Artikel 11 Verstrekking in eigendom of bruikleen

1. Woonvoorzieningen in natura als bedoeld in artikel 15 onder c (een niet bouwkundige of niet woontechnische woonvoorziening) van de Verordening worden in eigendom verstrekt als de aanschafprijs lager is dan € 450,00. 2. Woonvoorzieningen in natura als bedoeld in artikel 15 onder c van de Verordening (een niet bouwkundige of niet woontechnische woonvoorziening) duurder dan € 450,00, worden in bruikleen verstrekt.

Artikel 12 Bezoekbaar maken van de woning

Het bedrag dat als maximum verstrekt wordt bij het bezoekbaar maken als genoemd in artikel 19 lid 2 tot en met 5 van de Verordening bedraagt  € 7.230,00.

Artikel 13 Vaststelling bedrag persoonsgebonden budget

1. Het persoonsgebonden budget bij een indicatie voor een woonvoorziening, zoals bedoeld in artikel 15 onder a van de Verordening (een tegemoetkoming in de verhuis- en herinrichtingskosten), is gelijk aan het bedrag van de tegemoetkoming als genoemd in artikel 9 van dit besluit. 2. Het persoonsgebonden budget bij een indicatie voor een woonvoorziening, als bedoeld in artikel 15 onder b van de Verordening (een bouwkundige of woontechnische woonvoorziening), artikel 15 onder c van de Verordening (een niet bouwkundige of niet woontechnische woonvoorziening) en artikel 15 onder e van de Verordening (een uitraasruimte), wordt vastgesteld als tegenwaarde (100%) van het bedrag zoals vermeld in de door het college geaccepteerde offerte, waarbij rekening is gehouden met een eventueel door de gemeente te ontvangen korting en inclusief een bedrag voor instandhoudingskosten, indien van toepassing.

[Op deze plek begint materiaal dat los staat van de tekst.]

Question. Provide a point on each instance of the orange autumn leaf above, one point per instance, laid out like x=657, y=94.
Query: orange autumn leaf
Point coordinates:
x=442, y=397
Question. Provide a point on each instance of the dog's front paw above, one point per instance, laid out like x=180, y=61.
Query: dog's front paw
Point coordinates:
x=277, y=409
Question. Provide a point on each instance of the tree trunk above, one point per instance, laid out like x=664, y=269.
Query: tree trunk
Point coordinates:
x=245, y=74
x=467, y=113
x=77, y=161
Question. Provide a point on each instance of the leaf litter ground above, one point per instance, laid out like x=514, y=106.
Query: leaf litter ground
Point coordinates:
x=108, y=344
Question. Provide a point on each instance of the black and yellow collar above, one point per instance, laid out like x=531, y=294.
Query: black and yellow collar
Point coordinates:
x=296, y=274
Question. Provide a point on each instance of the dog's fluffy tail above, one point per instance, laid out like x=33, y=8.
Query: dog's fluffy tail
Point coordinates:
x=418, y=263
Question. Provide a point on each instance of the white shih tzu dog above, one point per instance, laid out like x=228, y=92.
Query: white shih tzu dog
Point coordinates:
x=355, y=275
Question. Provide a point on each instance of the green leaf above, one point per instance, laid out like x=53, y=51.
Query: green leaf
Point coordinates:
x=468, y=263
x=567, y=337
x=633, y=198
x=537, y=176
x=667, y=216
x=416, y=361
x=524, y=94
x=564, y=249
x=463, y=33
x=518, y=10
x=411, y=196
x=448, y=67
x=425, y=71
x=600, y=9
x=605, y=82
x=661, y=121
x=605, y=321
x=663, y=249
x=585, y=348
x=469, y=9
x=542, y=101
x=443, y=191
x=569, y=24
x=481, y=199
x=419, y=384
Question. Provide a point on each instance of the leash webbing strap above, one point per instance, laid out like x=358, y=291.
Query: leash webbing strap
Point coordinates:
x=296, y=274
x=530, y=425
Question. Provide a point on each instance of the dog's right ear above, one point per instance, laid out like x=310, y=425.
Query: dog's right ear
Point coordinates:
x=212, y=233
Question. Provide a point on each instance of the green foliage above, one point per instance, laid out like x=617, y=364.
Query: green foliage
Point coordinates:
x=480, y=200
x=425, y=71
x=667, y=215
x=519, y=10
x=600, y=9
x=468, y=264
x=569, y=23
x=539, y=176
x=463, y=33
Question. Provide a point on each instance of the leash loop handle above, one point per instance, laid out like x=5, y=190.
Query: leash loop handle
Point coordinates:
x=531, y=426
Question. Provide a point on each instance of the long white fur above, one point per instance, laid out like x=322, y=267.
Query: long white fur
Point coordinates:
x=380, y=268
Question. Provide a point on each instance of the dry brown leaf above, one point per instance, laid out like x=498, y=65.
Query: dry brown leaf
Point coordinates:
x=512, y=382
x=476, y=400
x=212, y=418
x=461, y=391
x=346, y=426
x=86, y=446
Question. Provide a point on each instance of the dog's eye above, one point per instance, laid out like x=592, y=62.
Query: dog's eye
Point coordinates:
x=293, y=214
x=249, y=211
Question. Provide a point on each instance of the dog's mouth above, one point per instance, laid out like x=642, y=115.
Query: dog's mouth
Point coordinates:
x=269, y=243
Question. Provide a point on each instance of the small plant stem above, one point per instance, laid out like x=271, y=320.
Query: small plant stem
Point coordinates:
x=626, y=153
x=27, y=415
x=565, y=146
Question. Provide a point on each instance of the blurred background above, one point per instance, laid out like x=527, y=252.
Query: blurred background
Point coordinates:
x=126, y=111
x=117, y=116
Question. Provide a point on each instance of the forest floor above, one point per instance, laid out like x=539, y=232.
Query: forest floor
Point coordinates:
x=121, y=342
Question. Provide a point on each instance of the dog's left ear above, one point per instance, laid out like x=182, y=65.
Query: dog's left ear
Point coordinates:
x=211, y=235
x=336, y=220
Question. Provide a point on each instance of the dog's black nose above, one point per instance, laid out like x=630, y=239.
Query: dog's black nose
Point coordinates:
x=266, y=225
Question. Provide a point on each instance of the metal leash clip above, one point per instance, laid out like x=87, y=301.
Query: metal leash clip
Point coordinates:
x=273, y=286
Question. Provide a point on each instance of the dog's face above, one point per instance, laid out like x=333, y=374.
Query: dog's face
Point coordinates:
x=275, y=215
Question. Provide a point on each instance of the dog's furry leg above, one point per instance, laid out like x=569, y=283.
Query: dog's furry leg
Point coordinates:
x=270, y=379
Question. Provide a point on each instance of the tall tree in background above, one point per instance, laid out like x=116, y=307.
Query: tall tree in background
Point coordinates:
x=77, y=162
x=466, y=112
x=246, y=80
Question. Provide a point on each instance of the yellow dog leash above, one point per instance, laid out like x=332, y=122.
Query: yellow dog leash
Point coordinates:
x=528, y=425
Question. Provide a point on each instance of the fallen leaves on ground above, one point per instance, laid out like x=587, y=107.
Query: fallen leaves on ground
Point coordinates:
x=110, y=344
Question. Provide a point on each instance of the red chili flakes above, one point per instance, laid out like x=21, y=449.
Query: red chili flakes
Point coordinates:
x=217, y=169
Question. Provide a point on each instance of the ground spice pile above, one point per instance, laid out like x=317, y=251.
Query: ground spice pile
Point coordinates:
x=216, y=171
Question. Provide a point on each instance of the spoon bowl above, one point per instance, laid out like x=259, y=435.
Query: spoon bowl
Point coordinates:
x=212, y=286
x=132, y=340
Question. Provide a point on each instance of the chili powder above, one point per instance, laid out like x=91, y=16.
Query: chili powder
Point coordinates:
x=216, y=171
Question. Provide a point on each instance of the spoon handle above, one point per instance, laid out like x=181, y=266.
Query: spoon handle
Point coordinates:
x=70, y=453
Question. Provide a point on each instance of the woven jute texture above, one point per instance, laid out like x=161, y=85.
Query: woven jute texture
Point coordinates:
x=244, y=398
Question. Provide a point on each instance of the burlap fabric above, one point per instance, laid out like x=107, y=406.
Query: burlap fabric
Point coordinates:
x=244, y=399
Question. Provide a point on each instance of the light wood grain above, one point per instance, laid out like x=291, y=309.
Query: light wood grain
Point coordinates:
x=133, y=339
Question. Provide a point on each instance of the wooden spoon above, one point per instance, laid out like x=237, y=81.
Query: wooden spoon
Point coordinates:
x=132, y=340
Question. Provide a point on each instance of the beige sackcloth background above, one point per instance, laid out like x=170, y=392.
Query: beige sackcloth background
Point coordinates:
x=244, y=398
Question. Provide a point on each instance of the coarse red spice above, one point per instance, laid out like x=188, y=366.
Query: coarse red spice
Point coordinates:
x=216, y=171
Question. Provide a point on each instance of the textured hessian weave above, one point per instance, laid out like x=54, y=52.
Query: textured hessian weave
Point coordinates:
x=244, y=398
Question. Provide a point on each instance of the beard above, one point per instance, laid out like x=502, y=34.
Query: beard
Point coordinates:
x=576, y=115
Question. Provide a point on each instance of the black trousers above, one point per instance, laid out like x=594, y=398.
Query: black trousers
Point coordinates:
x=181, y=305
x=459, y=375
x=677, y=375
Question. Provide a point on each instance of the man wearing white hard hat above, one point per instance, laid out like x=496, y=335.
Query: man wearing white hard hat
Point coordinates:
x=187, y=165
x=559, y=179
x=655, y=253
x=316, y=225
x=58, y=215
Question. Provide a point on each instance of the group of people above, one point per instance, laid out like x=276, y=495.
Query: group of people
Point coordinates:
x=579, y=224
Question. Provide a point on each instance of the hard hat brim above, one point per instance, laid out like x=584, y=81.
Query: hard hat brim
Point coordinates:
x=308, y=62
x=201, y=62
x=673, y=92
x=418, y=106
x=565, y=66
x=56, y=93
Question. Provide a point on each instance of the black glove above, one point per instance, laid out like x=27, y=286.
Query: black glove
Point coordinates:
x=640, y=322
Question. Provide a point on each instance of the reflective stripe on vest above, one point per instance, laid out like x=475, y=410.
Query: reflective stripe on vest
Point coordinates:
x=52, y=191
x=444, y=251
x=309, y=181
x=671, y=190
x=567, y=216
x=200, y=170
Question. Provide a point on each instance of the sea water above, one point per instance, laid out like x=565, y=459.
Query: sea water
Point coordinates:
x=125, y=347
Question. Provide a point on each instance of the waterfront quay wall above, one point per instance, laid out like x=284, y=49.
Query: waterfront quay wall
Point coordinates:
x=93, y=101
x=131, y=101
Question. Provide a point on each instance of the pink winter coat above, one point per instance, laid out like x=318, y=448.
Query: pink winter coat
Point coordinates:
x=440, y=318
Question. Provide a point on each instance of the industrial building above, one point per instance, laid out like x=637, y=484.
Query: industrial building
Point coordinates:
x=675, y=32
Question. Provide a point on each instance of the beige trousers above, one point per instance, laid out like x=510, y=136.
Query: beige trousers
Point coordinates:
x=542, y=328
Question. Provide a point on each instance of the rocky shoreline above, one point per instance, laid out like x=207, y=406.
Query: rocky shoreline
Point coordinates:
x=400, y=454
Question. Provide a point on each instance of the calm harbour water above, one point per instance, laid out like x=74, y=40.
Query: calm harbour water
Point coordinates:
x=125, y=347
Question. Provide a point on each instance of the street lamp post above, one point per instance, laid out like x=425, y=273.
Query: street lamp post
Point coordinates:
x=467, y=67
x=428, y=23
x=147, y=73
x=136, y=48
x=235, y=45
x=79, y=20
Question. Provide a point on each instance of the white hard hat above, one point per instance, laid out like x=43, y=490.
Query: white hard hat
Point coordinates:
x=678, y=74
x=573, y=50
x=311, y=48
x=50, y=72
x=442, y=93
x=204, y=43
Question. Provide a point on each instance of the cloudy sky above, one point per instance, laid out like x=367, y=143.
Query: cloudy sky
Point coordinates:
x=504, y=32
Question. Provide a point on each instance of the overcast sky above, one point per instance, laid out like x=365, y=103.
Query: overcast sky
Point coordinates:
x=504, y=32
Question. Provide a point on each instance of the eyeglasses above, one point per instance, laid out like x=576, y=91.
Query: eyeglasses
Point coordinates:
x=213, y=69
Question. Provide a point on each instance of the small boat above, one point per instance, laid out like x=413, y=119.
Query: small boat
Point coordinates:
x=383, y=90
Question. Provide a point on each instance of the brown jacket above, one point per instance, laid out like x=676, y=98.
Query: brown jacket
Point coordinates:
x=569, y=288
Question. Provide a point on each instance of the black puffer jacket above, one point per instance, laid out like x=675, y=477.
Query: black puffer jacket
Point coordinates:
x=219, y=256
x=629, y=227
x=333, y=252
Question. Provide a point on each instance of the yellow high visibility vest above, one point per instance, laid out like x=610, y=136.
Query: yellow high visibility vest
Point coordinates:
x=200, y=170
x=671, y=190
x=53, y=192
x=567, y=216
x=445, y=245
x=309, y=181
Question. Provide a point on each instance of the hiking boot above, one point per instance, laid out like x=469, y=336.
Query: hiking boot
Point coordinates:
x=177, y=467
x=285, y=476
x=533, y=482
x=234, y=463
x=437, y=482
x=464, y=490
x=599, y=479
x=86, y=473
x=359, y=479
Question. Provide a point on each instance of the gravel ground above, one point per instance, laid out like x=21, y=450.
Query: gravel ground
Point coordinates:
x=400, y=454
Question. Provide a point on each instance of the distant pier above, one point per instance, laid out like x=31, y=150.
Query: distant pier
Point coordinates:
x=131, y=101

Hoofdstuk 5 Het zich lokaal verplaatsen per vervoermiddel

Artikel 14 Financiële tegemoetkoming

De hoogte van een financiële tegemoetkoming wordt bij de verstrekking van een vervoersvoorziening afgestemd op het inkomen.

Artikel 15 Omvang van eigen bijdrage of eigen aandeel in de kosten.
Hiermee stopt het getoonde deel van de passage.